Wohnraum ist in Aarau ein rares Gut. Im Neubau-Viertel «Aarenau Süd» im Scheibenschachen sind kurz nach der Fertigstellung bereits 23 der 31 Mietwohnungen vergeben und zwei reserviert. An Schwung gewinnt auch der Verkauf der Eigentumswohnungen entlang des Aareufers – gar nicht läuft es hingegen mit dem Verkauf der Reiheneinfamilienhäuser, den sogenannten «Stadtvillen».

Von den 23 Eigentumswohnungen sind heute acht verkauft, für eine wird gerade der Kaufvertrag ausgearbeitet und zwei sind reserviert. Das sind immerhin doppelt so viele verkaufte Wohnungen wie noch Ende Oktober. Damals hatte Andreas Keller von der Immobilienanlagegesellschaft Bonainvest AG gesagt, die potenziellen Käufer seien zurückhaltend, weil viele die Wohnung nicht als Rohbau, sondern als fertiges Produkt kaufen wollten. Dazu habe die Rüchlig-Baustelle viele Interessenten verunsichert.

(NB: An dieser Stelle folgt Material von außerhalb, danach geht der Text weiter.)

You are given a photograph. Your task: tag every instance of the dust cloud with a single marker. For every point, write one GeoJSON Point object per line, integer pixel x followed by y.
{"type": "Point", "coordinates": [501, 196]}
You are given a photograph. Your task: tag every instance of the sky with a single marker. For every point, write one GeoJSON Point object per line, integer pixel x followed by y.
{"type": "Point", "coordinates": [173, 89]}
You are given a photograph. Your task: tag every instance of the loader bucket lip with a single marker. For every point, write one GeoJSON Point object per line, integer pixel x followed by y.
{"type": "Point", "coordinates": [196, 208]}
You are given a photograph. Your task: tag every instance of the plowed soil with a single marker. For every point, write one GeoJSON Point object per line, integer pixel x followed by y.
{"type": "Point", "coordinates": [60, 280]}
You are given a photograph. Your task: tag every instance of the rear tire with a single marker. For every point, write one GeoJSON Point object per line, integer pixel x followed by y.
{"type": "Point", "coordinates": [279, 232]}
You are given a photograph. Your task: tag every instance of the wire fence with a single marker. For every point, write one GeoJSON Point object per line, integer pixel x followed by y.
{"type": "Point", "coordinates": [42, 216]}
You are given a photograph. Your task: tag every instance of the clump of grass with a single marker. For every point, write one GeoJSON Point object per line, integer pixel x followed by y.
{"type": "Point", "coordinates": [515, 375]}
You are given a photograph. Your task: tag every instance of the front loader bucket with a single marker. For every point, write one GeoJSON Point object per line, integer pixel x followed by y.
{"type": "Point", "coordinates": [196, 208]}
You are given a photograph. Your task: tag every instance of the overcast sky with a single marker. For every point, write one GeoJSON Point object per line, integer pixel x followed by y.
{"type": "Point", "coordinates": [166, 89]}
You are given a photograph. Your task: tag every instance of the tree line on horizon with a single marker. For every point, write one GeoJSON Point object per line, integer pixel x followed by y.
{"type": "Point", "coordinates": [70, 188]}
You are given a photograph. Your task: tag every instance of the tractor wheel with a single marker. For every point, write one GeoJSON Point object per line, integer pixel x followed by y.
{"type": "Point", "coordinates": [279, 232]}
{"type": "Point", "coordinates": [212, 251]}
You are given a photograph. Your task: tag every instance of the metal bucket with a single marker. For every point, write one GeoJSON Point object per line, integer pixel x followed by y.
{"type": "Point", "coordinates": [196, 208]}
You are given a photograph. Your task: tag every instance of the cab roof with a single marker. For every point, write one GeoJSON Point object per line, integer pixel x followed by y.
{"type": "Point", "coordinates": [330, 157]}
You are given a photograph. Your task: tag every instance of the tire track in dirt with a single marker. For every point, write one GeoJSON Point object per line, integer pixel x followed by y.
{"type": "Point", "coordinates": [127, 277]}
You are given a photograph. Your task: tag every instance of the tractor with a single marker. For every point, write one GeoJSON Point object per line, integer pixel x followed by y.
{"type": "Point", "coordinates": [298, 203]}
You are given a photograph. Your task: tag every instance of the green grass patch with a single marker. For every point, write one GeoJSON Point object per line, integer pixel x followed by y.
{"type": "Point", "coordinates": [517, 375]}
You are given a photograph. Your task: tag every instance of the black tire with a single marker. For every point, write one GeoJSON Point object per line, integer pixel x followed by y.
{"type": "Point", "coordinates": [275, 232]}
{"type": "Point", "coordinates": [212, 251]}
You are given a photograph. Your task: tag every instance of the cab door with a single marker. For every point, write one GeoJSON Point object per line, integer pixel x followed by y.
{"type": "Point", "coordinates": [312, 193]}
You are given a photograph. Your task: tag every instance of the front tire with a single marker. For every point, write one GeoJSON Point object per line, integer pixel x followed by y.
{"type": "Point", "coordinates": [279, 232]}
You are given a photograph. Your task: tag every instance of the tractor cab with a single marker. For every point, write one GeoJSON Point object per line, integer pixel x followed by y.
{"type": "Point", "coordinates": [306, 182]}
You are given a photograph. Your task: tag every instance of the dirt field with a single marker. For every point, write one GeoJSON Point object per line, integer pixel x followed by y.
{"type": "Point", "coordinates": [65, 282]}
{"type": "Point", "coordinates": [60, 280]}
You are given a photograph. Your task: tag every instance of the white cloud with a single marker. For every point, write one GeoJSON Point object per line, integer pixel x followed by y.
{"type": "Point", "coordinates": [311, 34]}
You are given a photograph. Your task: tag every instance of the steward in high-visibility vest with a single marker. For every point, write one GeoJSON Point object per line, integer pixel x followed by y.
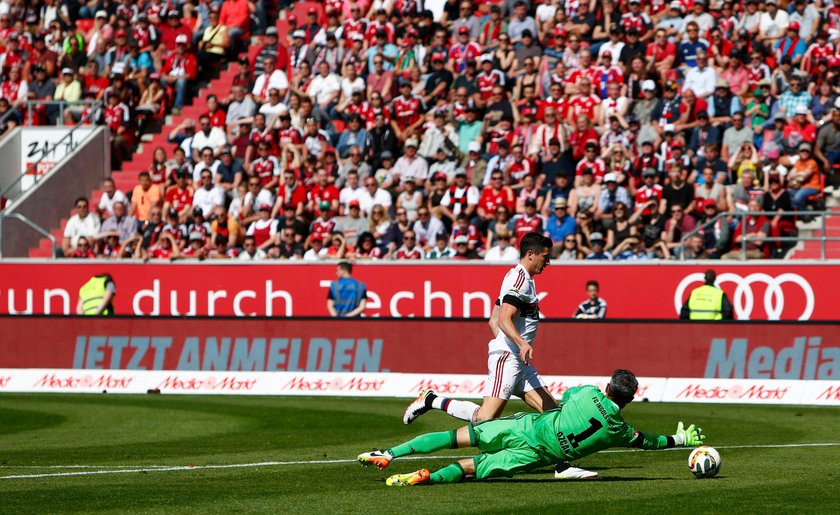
{"type": "Point", "coordinates": [98, 291]}
{"type": "Point", "coordinates": [707, 302]}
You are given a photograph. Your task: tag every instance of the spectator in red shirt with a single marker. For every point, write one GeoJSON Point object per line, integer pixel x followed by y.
{"type": "Point", "coordinates": [235, 15]}
{"type": "Point", "coordinates": [494, 194]}
{"type": "Point", "coordinates": [181, 67]}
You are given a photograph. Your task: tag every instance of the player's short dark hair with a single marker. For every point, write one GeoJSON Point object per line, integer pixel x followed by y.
{"type": "Point", "coordinates": [623, 386]}
{"type": "Point", "coordinates": [535, 242]}
{"type": "Point", "coordinates": [346, 266]}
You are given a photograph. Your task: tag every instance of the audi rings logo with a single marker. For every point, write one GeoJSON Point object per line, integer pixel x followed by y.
{"type": "Point", "coordinates": [743, 300]}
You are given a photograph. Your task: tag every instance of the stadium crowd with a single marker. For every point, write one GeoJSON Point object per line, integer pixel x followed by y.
{"type": "Point", "coordinates": [449, 129]}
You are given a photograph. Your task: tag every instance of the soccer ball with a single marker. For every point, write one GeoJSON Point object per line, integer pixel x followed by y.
{"type": "Point", "coordinates": [704, 462]}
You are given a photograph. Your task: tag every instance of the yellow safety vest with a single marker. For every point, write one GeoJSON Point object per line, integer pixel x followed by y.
{"type": "Point", "coordinates": [92, 293]}
{"type": "Point", "coordinates": [706, 303]}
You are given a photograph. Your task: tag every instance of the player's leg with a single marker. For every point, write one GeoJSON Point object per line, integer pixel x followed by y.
{"type": "Point", "coordinates": [502, 371]}
{"type": "Point", "coordinates": [423, 444]}
{"type": "Point", "coordinates": [538, 397]}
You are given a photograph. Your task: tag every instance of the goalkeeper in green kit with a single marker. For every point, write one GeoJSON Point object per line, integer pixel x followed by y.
{"type": "Point", "coordinates": [585, 422]}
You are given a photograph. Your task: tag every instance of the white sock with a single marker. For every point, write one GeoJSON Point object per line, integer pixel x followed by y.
{"type": "Point", "coordinates": [464, 410]}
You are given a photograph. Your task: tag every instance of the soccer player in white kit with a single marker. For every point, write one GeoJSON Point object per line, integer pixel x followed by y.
{"type": "Point", "coordinates": [509, 370]}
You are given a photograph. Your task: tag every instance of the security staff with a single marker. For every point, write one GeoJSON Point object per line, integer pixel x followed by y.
{"type": "Point", "coordinates": [347, 296]}
{"type": "Point", "coordinates": [96, 297]}
{"type": "Point", "coordinates": [707, 302]}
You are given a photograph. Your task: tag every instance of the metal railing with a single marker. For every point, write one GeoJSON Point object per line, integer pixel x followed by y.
{"type": "Point", "coordinates": [32, 225]}
{"type": "Point", "coordinates": [724, 217]}
{"type": "Point", "coordinates": [32, 169]}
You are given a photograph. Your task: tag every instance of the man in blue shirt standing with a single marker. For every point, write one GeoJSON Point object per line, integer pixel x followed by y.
{"type": "Point", "coordinates": [347, 297]}
{"type": "Point", "coordinates": [559, 225]}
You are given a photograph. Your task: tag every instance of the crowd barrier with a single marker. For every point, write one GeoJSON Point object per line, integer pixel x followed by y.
{"type": "Point", "coordinates": [457, 290]}
{"type": "Point", "coordinates": [788, 363]}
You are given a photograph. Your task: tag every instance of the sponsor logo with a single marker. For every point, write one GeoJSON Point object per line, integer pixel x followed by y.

Seit Ende November sind die Wohnungen fertig und auch das Ende der Rüchlig-Baustelle ist absehbar. Das spiele ihnen jetzt in die Karten, sagt Keller heute. «Die Interessenten merken jetzt, dass das Kraftwerk in den Wohnungen weder hör- noch spürbar ist.» Ausserdem würden die Leute zunehmend die unverbaubare Aussicht beziehungsweise den nicht einsehbaren Wohnraum schätzen. Obwohl die Wohnungen verhältnismässig gross und teuer seien, würden die Interessenten den hohen Ausbaustandard doch schätzen. Keller blickt deshalb optimistisch auf die kommenden Monate, schwarzmalen will er auf keinen Fall: «Die Saison ist wegen der Festtage nicht die optimale Verkaufssaison. Trotzdem waren die letzten Wochen erfolgreich, wir sind auf Kurs.»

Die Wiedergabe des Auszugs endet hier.